Pese a lo que pese, la vida, aquí abajo, querida Paloma, continúa con sus avatares, tolvaneras y polveradas escritas, con indelebles grafismos, en el infinito misterio del tiempo y del espacio.

Por ejemplo a mí la Pilar Míró, la de las bragas de oro, me despidió de corresponsal por el método del General Franco, esto es, por telegrama, en este caso específico por teletipo.

Estés donde sea, espero que a la derecha del Todopoderoso, me gustaría que supieras una cosa. Precisamente y coincidiendo con la visita a Roma y al Papa de nuestro ministro de Asuntos Exteriores, Wojtyla me llamó aparte y me dijo que si no tenía inconveniente el seguirle a su despacho personal. Embarazado por tan insólita invitación le contesté “naturalmente Santidad”. Frente a frente y, repito, en su despacho personal, el hombre más importante del mundo y un mísero periodista. Fueron más de tres cuartos de hora de intenso coloquio. Recuerdo perfectamente sus palabras: “Yo sé todo de usted, pero usted no sabe nada de mí” y diciendo a mí equipo que se retirara, prosiguió añadiendo que podía hacer uso de nuestro encuentro, pero que preferiría que permaneciera reservado y así lo hice y conservaré el secretismo mientras viva. Le pregunté de todo, hasta de los “campos de exterminio nazistas”,… a dos leguas de sus narices… de Pinochet… Con toda parsimonia respondió a todas mis dudas y preguntas. Quedé conmovido con sus respuestas. Repito que le prometí no revelar nada de nada y he cumplido con absoluto rigor aquel prometido pronunciamiento. Desde entonces y para siempre Juan Pablo II, estará en la cúspide de mis afectos y recuerdos. Aquel féretro de simple madera de pino en medio de la Plaza de San Pedro me conmovió casi al límite del llanto. Si existe Paraíso, allí tendrás que estar, lo mereces más que nadie. “Bendito seas”.

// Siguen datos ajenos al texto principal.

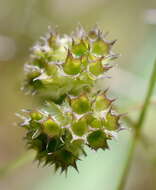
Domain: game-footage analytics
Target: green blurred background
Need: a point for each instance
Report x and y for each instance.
(133, 24)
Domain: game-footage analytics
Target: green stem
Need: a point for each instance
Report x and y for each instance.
(138, 128)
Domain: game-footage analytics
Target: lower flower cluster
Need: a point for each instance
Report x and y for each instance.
(59, 133)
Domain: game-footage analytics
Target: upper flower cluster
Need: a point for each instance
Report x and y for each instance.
(64, 69)
(62, 64)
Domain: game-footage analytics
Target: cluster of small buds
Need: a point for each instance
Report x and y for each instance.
(65, 70)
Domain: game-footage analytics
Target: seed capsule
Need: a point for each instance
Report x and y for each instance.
(51, 128)
(80, 127)
(97, 139)
(81, 104)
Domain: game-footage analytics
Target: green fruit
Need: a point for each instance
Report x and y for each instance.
(80, 127)
(97, 139)
(101, 103)
(111, 122)
(81, 104)
(72, 66)
(96, 68)
(80, 49)
(51, 128)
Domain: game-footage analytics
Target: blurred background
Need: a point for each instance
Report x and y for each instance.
(133, 24)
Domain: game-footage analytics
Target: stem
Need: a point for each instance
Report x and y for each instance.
(13, 165)
(138, 128)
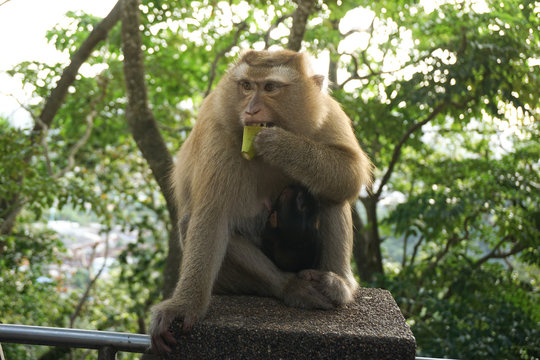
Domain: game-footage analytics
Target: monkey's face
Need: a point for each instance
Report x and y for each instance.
(273, 89)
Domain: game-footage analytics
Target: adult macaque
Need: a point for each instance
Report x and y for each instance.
(291, 236)
(308, 140)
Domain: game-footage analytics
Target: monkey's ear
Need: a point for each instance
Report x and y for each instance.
(318, 80)
(273, 219)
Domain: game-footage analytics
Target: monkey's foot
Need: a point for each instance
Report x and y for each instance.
(162, 316)
(331, 285)
(314, 289)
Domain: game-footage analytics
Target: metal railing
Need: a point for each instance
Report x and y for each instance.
(107, 343)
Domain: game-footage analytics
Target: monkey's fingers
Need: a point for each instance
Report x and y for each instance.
(160, 343)
(303, 294)
(187, 323)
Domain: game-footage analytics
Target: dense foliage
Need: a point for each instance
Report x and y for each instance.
(444, 98)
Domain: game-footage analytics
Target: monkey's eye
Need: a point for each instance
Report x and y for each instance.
(246, 85)
(269, 87)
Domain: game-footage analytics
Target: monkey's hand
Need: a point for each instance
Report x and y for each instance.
(314, 289)
(163, 315)
(269, 142)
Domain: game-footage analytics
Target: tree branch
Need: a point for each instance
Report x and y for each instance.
(397, 149)
(55, 99)
(300, 16)
(272, 28)
(240, 27)
(144, 129)
(495, 254)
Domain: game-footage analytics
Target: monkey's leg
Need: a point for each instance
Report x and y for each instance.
(246, 270)
(334, 276)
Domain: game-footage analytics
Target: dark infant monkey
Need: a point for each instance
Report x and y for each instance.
(291, 237)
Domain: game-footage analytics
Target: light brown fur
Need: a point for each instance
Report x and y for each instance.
(221, 196)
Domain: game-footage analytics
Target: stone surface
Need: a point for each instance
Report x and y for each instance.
(243, 327)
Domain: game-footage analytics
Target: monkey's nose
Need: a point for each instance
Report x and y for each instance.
(252, 112)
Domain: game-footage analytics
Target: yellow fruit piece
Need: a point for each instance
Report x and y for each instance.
(248, 150)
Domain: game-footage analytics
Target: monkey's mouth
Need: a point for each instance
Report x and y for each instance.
(268, 124)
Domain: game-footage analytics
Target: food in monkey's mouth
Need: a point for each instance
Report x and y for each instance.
(250, 131)
(248, 150)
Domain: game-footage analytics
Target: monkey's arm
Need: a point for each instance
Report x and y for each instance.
(332, 171)
(205, 247)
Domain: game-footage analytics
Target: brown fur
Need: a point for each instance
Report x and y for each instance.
(221, 196)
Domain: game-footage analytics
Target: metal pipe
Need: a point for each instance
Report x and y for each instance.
(89, 339)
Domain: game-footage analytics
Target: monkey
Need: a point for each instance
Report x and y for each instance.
(309, 141)
(291, 237)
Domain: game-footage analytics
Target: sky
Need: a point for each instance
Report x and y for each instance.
(23, 25)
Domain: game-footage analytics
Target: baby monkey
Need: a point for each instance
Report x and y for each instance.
(291, 238)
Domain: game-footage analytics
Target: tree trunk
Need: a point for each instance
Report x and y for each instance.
(367, 241)
(145, 131)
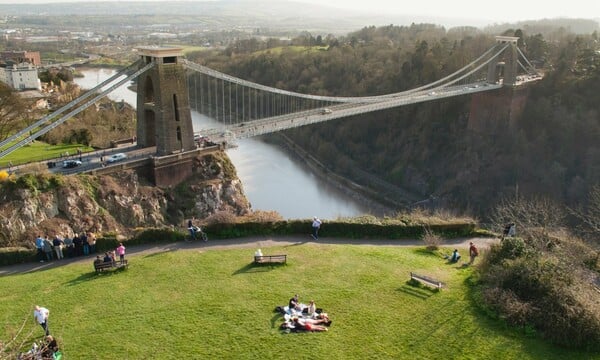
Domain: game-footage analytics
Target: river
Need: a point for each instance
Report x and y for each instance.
(271, 179)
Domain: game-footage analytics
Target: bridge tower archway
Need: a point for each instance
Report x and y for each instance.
(163, 112)
(504, 65)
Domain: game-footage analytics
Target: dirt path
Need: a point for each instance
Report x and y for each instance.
(249, 243)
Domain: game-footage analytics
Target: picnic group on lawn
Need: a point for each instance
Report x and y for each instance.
(301, 317)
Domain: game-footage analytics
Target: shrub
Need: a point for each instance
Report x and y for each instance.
(431, 239)
(543, 290)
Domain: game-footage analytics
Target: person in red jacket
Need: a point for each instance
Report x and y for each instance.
(473, 252)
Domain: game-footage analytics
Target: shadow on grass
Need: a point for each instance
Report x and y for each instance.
(277, 316)
(161, 252)
(90, 276)
(254, 267)
(425, 252)
(416, 291)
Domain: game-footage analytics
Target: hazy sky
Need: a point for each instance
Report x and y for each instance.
(496, 11)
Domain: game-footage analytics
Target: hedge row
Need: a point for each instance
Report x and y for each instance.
(10, 256)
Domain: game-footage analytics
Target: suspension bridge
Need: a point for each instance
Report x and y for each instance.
(169, 86)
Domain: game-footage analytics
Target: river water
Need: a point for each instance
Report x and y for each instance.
(271, 179)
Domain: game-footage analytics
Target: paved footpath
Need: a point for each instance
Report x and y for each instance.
(250, 243)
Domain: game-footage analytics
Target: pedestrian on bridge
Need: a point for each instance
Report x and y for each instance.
(316, 226)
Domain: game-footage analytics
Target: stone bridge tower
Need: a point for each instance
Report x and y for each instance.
(163, 111)
(497, 112)
(504, 65)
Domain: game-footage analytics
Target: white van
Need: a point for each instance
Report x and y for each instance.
(116, 157)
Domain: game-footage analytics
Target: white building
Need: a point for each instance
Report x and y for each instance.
(21, 76)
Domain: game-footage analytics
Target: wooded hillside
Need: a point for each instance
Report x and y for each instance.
(553, 150)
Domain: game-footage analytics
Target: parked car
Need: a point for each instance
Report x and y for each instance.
(71, 163)
(116, 157)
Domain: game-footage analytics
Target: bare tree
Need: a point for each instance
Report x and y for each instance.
(532, 217)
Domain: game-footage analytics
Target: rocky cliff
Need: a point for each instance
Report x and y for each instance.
(55, 204)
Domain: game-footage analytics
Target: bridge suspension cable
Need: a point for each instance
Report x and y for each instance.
(344, 99)
(64, 108)
(77, 110)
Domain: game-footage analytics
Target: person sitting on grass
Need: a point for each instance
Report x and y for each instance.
(455, 256)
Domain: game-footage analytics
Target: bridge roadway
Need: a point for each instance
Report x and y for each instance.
(229, 133)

Lo mismo que a ti, mi querida Paloma. Estas son cosas que me gustaría y debería aclarar en estos momentos, el de tu maldita muerte casi repentina. Vaya con ello todo el sincero sentimiento del que soy capaz y tú bien sabes que es cierto.

En la “Puerta Estrecha”, uno de los más grandes novelistas del pasado siglo, Andrè Gide, y en su novela del mismo nombre, afirma que al final, como proclama San Agustín, todos nos vemos avocados a pasar por “La Puerta Estrecha”. Lo que cuenta es la rectitud moral.